If we had to give Joseph a break, he obviously did something worth needing to give him a pass for. So what was it, Elder Andersen? Was it the lying about polygamy in public affidavits? Was it incorrectly tellings us that the Native Americans were Lamanites? Was it the inconsistencies in the First Vision? The Kirkland Safety Society? Too much Masonry in the endowment ceremony? Disobeying the rules for polygamy outlined in the Book of Mormon and D&C 132? Copying directly too many scriptures from the Bible into the Book of Mormon? Destroying the Nauvoo Expositor to cover his own tracks? Drinking alcohol against the Word of Wisdom in prison? What are we giving him a break on?
Joseph disobeyed his own revelations. Those revelations always came at the most convenient times. He lied. He was dishonest. Any investigator that looks at this well documented information from faithful sources honestly would never join the Church. Why would God make believing in His prophet of the restoration so incredibly difficult not only for faithful members, but for the people He is trying to bring into the fold?
If the entirety of the restoration hinges on Joseph, I am not going to give him a break. I am going to evaluate him and test to see if he was a man of God. By all measures that have ever been given and taught to me and after much prayer, I can confidently say that he was not.

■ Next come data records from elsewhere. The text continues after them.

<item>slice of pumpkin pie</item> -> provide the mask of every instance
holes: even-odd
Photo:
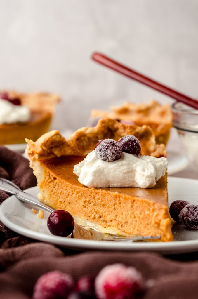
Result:
[[[140,143],[135,154],[123,150],[123,138],[127,136]],[[118,148],[118,153],[112,150],[113,161],[103,158],[103,144],[109,140]],[[94,224],[104,232],[160,235],[158,240],[172,240],[163,158],[166,152],[163,144],[156,144],[149,127],[101,119],[96,126],[80,129],[67,141],[54,130],[35,142],[26,141],[26,153],[42,200],[67,210],[77,222]]]

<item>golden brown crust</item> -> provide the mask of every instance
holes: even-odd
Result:
[[[94,149],[98,140],[112,138],[116,141],[126,135],[134,135],[140,141],[141,155],[165,156],[163,144],[156,145],[152,130],[148,126],[138,127],[121,123],[111,118],[101,118],[94,127],[83,127],[66,140],[59,131],[54,130],[41,136],[35,142],[26,139],[26,153],[31,159],[42,160],[74,155],[86,155]]]
[[[139,105],[127,102],[110,108],[110,112],[93,110],[91,118],[110,117],[131,120],[138,126],[147,124],[151,127],[156,136],[166,133],[172,126],[172,115],[169,104],[162,106],[156,101],[151,100]]]
[[[22,93],[14,91],[7,91],[9,97],[18,98],[22,105],[27,105],[32,111],[45,112],[53,113],[55,104],[60,101],[58,94],[47,92]]]

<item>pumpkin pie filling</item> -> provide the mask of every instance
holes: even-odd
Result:
[[[89,188],[81,184],[73,172],[74,165],[83,160],[87,153],[86,147],[83,147],[87,134],[89,140],[92,135],[95,140],[101,129],[105,131],[105,128],[112,135],[114,128],[117,139],[125,135],[129,130],[136,135],[139,134],[140,128],[126,126],[113,120],[102,119],[96,128],[80,129],[67,141],[57,131],[47,133],[36,142],[27,140],[29,145],[26,152],[37,177],[40,197],[57,209],[66,210],[73,216],[99,224],[106,232],[112,229],[124,234],[160,235],[161,241],[172,241],[166,174],[149,189]],[[145,127],[145,133],[147,129]],[[164,147],[159,147],[154,142],[151,146],[153,134],[147,142],[142,142],[144,145],[142,151],[151,150],[150,155],[157,152],[159,156],[164,156]],[[78,154],[80,144],[81,155]]]
[[[28,106],[31,116],[28,121],[0,124],[0,144],[24,143],[27,137],[36,140],[48,130],[59,97],[47,93],[7,93],[9,98],[18,99],[21,105]]]

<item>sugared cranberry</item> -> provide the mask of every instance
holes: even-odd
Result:
[[[99,299],[131,299],[142,284],[141,273],[122,264],[106,266],[99,273],[95,282]]]
[[[8,100],[9,99],[9,95],[7,92],[4,92],[0,93],[0,98],[2,100]]]
[[[94,291],[94,280],[93,278],[88,276],[82,277],[77,283],[76,289],[81,292]]]
[[[74,220],[67,211],[60,210],[51,213],[48,217],[48,227],[53,235],[66,237],[74,228]]]
[[[189,229],[198,229],[198,205],[188,204],[179,215],[180,221]]]
[[[99,159],[111,162],[120,159],[122,155],[122,148],[113,139],[102,140],[95,149]]]
[[[73,286],[70,275],[58,271],[48,272],[37,280],[33,299],[66,299]]]
[[[118,140],[123,152],[137,157],[140,153],[140,142],[133,135],[127,135]]]
[[[185,200],[175,200],[172,202],[170,206],[169,212],[172,217],[175,221],[179,221],[179,215],[183,208],[189,203]]]
[[[67,299],[96,299],[96,297],[94,294],[90,291],[77,291],[71,293]]]
[[[123,123],[124,125],[130,125],[130,126],[134,126],[135,123],[132,120],[122,120],[120,121],[121,123]]]
[[[20,105],[21,104],[21,101],[18,97],[15,97],[13,99],[10,99],[9,101],[14,105]]]

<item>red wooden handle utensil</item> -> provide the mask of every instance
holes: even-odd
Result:
[[[135,80],[145,85],[147,85],[153,89],[162,92],[182,103],[191,107],[198,109],[198,101],[174,90],[169,87],[165,86],[156,81],[150,79],[134,71],[131,68],[125,66],[111,58],[107,57],[100,53],[96,52],[93,54],[92,59],[101,64],[107,66],[110,68],[120,74],[129,77],[132,79]]]

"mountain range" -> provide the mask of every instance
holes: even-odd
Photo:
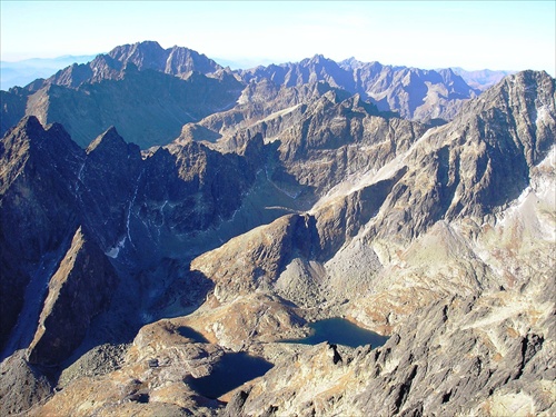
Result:
[[[1,91],[2,415],[556,413],[556,80],[481,90],[141,42]],[[331,317],[388,340],[286,342]]]

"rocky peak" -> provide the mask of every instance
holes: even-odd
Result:
[[[118,130],[111,126],[89,145],[87,153],[91,153],[92,151],[121,153],[127,147],[128,143],[118,133]]]

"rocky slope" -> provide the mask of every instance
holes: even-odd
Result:
[[[450,120],[463,100],[478,92],[450,69],[437,72],[360,62],[354,58],[337,63],[319,54],[296,63],[257,67],[242,71],[241,76],[246,81],[265,78],[285,87],[326,81],[360,95],[381,111],[395,111],[403,118],[419,121]]]
[[[169,143],[182,125],[207,117],[202,126],[210,132],[197,129],[196,135],[215,140],[222,129],[241,127],[244,120],[261,120],[307,103],[315,90],[322,93],[322,87],[310,87],[319,82],[348,96],[359,95],[380,111],[427,123],[450,120],[478,92],[449,69],[426,71],[355,59],[337,63],[315,56],[296,63],[230,71],[190,49],[165,50],[146,41],[117,47],[26,88],[2,91],[0,135],[32,115],[43,125],[62,123],[83,148],[115,126],[146,149]],[[214,117],[231,108],[232,112]]]
[[[251,81],[142,152],[113,128],[86,149],[9,130],[3,414],[556,411],[555,80],[512,76],[433,128],[334,76]],[[390,338],[284,342],[328,317]],[[202,391],[238,353],[271,369]]]

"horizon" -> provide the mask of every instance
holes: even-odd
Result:
[[[96,56],[155,40],[242,69],[324,54],[556,75],[553,1],[226,1],[217,8],[215,1],[142,1],[130,8],[129,1],[2,0],[0,7],[2,62]]]

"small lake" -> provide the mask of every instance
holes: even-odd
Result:
[[[315,321],[309,325],[311,332],[308,337],[296,340],[284,340],[302,345],[318,345],[322,341],[329,341],[335,345],[358,347],[371,345],[373,348],[383,346],[388,338],[374,331],[364,329],[354,325],[344,318],[329,318]]]
[[[218,398],[248,380],[265,375],[272,364],[246,353],[226,354],[202,378],[188,378],[187,383],[207,398]]]

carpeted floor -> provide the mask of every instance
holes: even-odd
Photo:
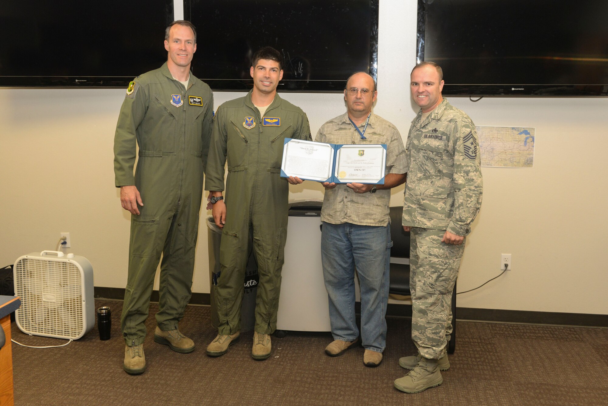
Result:
[[[608,405],[608,329],[459,322],[452,365],[443,384],[407,394],[393,387],[405,374],[399,357],[415,353],[409,318],[388,319],[382,363],[364,366],[363,348],[336,358],[323,353],[329,333],[290,332],[273,337],[265,361],[250,357],[252,332],[226,355],[205,354],[215,336],[209,307],[188,306],[181,329],[196,343],[189,354],[154,343],[151,305],[144,343],[148,370],[131,376],[122,368],[120,301],[109,306],[112,335],[100,341],[97,326],[60,348],[13,344],[15,404],[33,405]],[[15,323],[13,338],[30,345],[64,340],[24,334]]]

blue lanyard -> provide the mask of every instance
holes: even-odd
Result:
[[[365,138],[365,130],[367,129],[367,125],[370,123],[370,115],[371,115],[371,112],[367,115],[367,120],[365,120],[365,126],[363,128],[363,132],[361,132],[361,130],[359,129],[359,127],[358,127],[357,125],[354,123],[354,122],[353,122],[352,120],[350,120],[350,117],[348,117],[348,120],[350,120],[351,124],[353,125],[353,126],[354,127],[354,129],[357,130],[358,132],[359,132],[359,135],[361,136],[362,140],[367,139],[367,138]]]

I know that Elder Ballard took time to say that prophets are not infallible, and I don’t assume Joseph or any prophet would need to be perfect to talk to God. But preaching fallibility from the pulpit conference then saying that “the prophet will never lead the Church astray” in this year’s Teachings of Ezra Taft Benson manual send an inconsistent message about a key doctrine that could use more than one quick sentence.
Good heavens, all of this sounds like the Jehovah’s Witnesses. Do you know who else thinks the internet is bad? North Korea. China. Scientology. There is no truth in censorship. The currency of the internet is information. There is plenty of fake and false information out there, but a healthy bit of skepticism can help you cut through the tares and get at the wheat. Of course there are websites who will spin the truth to make Mormonism look bad. But there are also sites who will spin the truth to make it look good (looking at your FAIRMormon and LDS.org). There are sites with peer-reviewed, legitimate science without a dog in the fight that challenge the circumstances of the Book of Mormon. There are sites with official Church materials and historical records that contradict the correlated version of the gospel. It doesn’t take MormonThink or the CES Letter to start doubts – there are enough contradictions, inconsistencies, and troublesome history that just sticking with faithful sources is enough to reveal serious issues. These aren’t lies or vicious attacks – these are facts.
The Church can pretend the internet is all unreliable, but there is a reason they invest so much in Search Engine Optimization. They are attempting to bury contradictory, factual information. There is a reason that dissenting voices are excommunicated – to take away any form of legitimacy. And all the while, anti-Mormon arguments that our parents heard on their missions are being now being confirmed in the Church’s Gospel Topics Essays. Which, of course, are anonymous, something that Elder Stanfill seems to have an issue with unless it’s done by the Church. But hey, doublespeak and double standards are the name of the game here in Zion.